I've said before that voir dire is a thought process, not a list. You're brainstorming. It goes like this:
- List all the topics your trial touches on.
- Think of all the ways you might learn how jurors approach those topics. You can and should ask directly about the topics, but that won't elicit very much. Instead, focus on what experiences have shaped their reactions to your topics; what experiences will make them jury leaders on your topics; and how do they show -- through bumper stickers or buying habits -- how they feel about your topics.
- Ask jurors to tell you about all those things, and you'll have done a strong voir dire.
It sounds simple, but when you're staring at a blank sheet of paper on Sunday night, you'll wish you'd practiced. So here are some practice materials. All the unsealed documents in the prosecution of accused 9/11 conspirator Zacarias Moussaoui -- pleadings, orders, grim photographs, everything -- are posted in a special section of the website for the United States District Court for the Eastern District of Virginia. The government's and defense proposed jury questionnaires, and the final version the court gave, are all there. (June 2007 update: awhile after I wrote this, the court took the web page down; these links are to uploaded copies. Thanks to John Gilleland of TrialGraphix for the final version.)
Building the topics list
The Moussaoui questionnaires make a great practice exercise, whether you're alone or with a group. Start with the topics list; write down every topic you can think of that the Moussaoui case touches on. Your list will probably begin like this:
- September 11
- Terrorism
- Muslims and Islam
- Law enforcement
- Crime and violence
- The death penalty
And so on. When you're finished, read the government's proposed questionnaire, the shortest of these three. Jot down the topics covered there that you didn't think of. You might not have thought of airplanes, the 9/11 terrorists' chosen weapon. You might list broader topics about the Middle East. You'll note that the government asked about human rights, and write that down.
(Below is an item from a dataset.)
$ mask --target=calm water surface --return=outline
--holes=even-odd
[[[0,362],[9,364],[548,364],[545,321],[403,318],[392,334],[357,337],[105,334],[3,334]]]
Next, before you go on, stop and explore your own thoughts again. What would you add to the topics list that the government didn't include? When the list is as long as you can make it, go to the court's final questionnaire and finally to the defendant's 69-page proposed questionnaire, expanding your list each time. Give yourself the last word: is there a topic that nobody thought of?
Experiences and behaviors
On to step two: what to ask about. This part is not instinctive, but it's easy to learn. If you ask directly about the topics on your list, you'll get some helpful information, but it won't be enough -- and it won't be accurate, because we all believe we're more open than we are. You need experiences and behaviors: what has happened to shape your jurors' attitudes, and what they do that displays their attitudes.
Start with one topic on the list, September 11 itself. What formative September 11 experiences might these jurors have had, and what might they have done or not done that would show it? There are people who changed their whole lives after September 11 -- quit jobs, got married, joined the military. What will you ask?
Interestingly, the government's Moussaoui questionnaire has almost nothing on this topic. One question asks whether jurors had family members or close friends who were killed or injured in the attacks, and that's about all. By the time you go through the defense and final questionnaires, though, you'll have asked yourself whether these Virginia jurors drive past the Pentagon site; whether they know anyone who is reluctant to fly after September 11; and whether they had to work overtime after the attacks. Can you think of anything else? Any yellow ribbons around trees in their yard?
The more people the better
This exercise will also remind you that the more people you involve in this process, the better the result will be. The government thought of things the Moussaoui defense team didn't, and vice versa.